ContentModerator / PatternBasedModerator
The content moderator scans text for harmful or unwanted content using regex patterns. It checks user input, model output, and tool results against configurable categories (violence, hate speech, PII, spam, etc.) and returns a decision: allow, warn, block, or flag for review.
Moderation Categories (11)
The moderator organizes harmful content into 11 categories. Each category has its own set of detection patterns and can be individually enabled or disabled.

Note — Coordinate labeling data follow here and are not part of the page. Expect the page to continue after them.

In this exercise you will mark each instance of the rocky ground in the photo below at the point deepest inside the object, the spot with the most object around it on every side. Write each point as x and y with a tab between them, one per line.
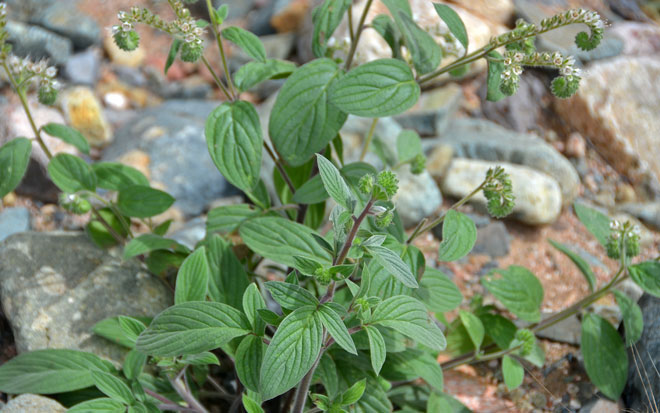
601	147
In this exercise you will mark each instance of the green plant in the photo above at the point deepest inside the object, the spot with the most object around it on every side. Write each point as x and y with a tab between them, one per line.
361	314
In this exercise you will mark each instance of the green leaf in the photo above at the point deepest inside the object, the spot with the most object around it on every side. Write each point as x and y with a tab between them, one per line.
326	18
605	357
377	348
454	23
193	278
596	222
142	201
249	355
394	265
579	262
253	73
68	135
115	176
495	69
290	296
513	372
334	183
42	371
458	236
380	88
303	121
292	352
438	292
192	328
647	276
408	316
519	290
112	387
473	326
631	313
233	135
102	405
280	240
337	329
71	174
248	42
354	393
14	158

| Category | Description |
|---|---|
VIOLENCE | Violent threats, bomb/terrorism references |
SELF_HARM | Self-harm methods, suicide references |
HATE | Hate speech indicators |
HARASSMENT | Personal attacks, stalking, doxxing |
SPAM | Commercial spam patterns |
ILLEGAL | Hacking, counterfeiting, piracy |
PII | Email, phone, SSN, credit card patterns |
SEXUAL | Sexual content |
TOXIC | General toxicity |
MISINFORMATION | Factual inaccuracies |
OTHER | Uncategorized |
ModerationResult Actions
After checking content, the moderator returns one of four actions based on how the content scored against your configured thresholds.
| Action | Meaning |
|---|---|
ALLOW | Content passes all checks |
WARN | Score exceeds warn threshold but below block |
BLOCK | Score exceeds block threshold |
REVIEW | Flagged for manual review |
Usage
You can create a moderator with sensible defaults, use a strict preset for high-risk applications, or fully customize the patterns and thresholds.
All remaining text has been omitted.